De vieux et prudents marins essayèrent de me dissuader de m’adresser à M. Waters pour la construction d’un canot de papier. À ce moment le Harvard Collège n’avait pas encore adopté cette nouveauté, et le Cornill n’avait pas non plus, de son côté, songé à battre les autres collèges aux régates de Saratoga, en se servant de bateaux de papier. L’année 1876, année du centenaire des États-Unis, menaçait de mettre fin à la discussion du problème qui avait coûté tant d’intéressants travaux à MM. Waters ; mais en cette même année la main d’un incendiaire prit une revanche en mettant le feu à la manufacture des canots de papier, à Troy. Le désastre était considérable ; cependant, quelques semaines plus tard, ces hommes opiniâtres pouvaient se vanter de nouvelles victoires remportées en une seule saison, par leurs canots, dans de nombreuses courses. Le droit de construire des bateaux de papier, au Canada et aux États-Unis, appartient exclusivement à MM. Waters, et ils sont jusqu’à présent les seuls constructeurs de canots de papier dans le monde.

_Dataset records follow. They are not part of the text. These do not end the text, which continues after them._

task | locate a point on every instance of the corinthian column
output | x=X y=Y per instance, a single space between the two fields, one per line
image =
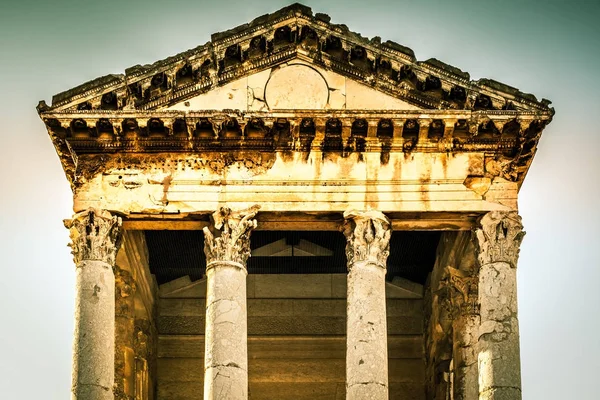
x=95 y=239
x=226 y=351
x=465 y=330
x=498 y=238
x=368 y=242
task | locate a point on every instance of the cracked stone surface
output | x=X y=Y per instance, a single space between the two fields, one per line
x=498 y=239
x=94 y=347
x=226 y=349
x=226 y=352
x=367 y=249
x=95 y=240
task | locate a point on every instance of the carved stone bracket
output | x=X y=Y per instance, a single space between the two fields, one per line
x=233 y=242
x=498 y=237
x=95 y=235
x=368 y=237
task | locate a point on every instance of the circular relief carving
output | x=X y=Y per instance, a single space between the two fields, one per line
x=296 y=86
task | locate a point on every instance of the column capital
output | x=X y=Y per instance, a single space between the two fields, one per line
x=463 y=294
x=367 y=237
x=498 y=236
x=233 y=241
x=95 y=235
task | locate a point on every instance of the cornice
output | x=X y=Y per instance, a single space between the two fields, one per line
x=508 y=139
x=294 y=32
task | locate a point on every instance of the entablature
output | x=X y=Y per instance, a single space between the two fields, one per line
x=508 y=139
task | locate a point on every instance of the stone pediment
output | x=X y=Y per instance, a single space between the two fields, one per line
x=272 y=46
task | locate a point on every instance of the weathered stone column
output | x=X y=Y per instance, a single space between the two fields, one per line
x=368 y=242
x=95 y=236
x=226 y=351
x=498 y=238
x=465 y=330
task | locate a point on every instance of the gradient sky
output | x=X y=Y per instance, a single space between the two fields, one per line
x=550 y=48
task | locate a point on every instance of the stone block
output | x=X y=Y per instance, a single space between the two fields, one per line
x=293 y=286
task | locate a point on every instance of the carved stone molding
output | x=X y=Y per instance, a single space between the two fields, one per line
x=95 y=235
x=463 y=292
x=498 y=237
x=368 y=237
x=233 y=242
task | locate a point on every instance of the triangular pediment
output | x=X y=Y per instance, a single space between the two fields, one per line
x=291 y=86
x=296 y=60
x=281 y=248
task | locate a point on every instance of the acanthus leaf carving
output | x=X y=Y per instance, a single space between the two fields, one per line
x=463 y=291
x=233 y=241
x=498 y=237
x=95 y=235
x=367 y=237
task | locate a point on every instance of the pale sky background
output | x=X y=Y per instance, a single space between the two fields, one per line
x=550 y=48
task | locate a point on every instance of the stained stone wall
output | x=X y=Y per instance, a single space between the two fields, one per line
x=296 y=343
x=135 y=327
x=450 y=307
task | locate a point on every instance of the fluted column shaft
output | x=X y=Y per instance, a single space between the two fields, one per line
x=498 y=238
x=367 y=248
x=95 y=236
x=226 y=348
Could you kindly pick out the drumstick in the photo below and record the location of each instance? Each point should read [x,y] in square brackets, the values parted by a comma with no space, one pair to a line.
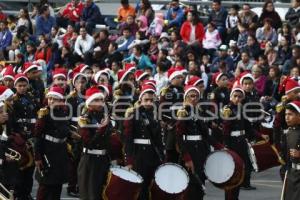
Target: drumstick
[283,186]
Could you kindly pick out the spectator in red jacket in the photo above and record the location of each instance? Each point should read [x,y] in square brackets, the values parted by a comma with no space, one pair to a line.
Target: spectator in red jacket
[192,30]
[71,13]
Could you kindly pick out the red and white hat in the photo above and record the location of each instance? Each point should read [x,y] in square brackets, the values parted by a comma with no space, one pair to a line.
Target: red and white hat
[149,82]
[19,77]
[57,92]
[296,105]
[106,88]
[146,89]
[30,66]
[291,85]
[99,73]
[194,81]
[181,69]
[59,72]
[8,72]
[91,94]
[173,72]
[5,93]
[189,88]
[237,89]
[129,67]
[139,74]
[246,75]
[122,74]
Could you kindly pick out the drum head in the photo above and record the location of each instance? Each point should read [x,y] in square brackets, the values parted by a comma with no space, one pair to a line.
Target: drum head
[126,174]
[219,167]
[171,178]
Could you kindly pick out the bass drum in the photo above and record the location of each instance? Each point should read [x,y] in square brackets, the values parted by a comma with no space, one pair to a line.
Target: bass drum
[122,183]
[170,182]
[230,175]
[264,156]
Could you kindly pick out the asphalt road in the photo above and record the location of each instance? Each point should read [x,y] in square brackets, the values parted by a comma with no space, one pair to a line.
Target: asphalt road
[268,186]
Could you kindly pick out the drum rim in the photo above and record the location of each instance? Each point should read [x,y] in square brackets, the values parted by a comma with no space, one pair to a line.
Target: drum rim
[172,164]
[128,170]
[205,164]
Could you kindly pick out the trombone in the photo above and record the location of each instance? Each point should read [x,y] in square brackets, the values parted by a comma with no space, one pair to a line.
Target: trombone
[12,154]
[5,194]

Il n’y a pas bien longtemps que M. Mac Gregor, de Londres, construisit son petit canot en bois le Rob-Roy, sur lequel il s’embarqua pour aller visiter les fleuves de l’Europe. Son exemple a été suivi, et maintenant il n’est pas rare de voir des flottes de touristes qui circulent dans des embarcations presque microscopiques sur nos cours d’eau et à l’étranger. M. Baden-Powell, aussi d’origine anglaise, a perfectionné le modèle du canot le Nautilus, qui a beaucoup de tonture et qui, par conséquent, se comporte mieux que le Rob-Roy en mauvais temps. En 1874, le New-York Canoë Club avait adopté comme modèle le Nautilus. Il nous manque encore un type américain original pour nos fleuves ; il devrait se rapprocher plutôt des canots indiens que des modèles européens. Ces canots modernes sont réellement des kyahs, et pour leur construction nous sommes très-redevables à l’expérience des habitants du cercle polaire. Très-peu de ces canots appelés « Rob-Roy », et que l’on construit aux États-Unis, ressemblent au type original perfectionné par M. Mac Gregor, l’initiateur moderne du voyage en canot. Les dessins que l’on donne des canots anglais viennent de modèles importés et sont parfaits dans leur genre.


Le Nautilus.


Le Rob-Roy.

Le Kayak du Groenland, photographié à Disco.
  1. Bateaux-coquille.
  2. Bateau creusé dans un seul tronc d’arbre.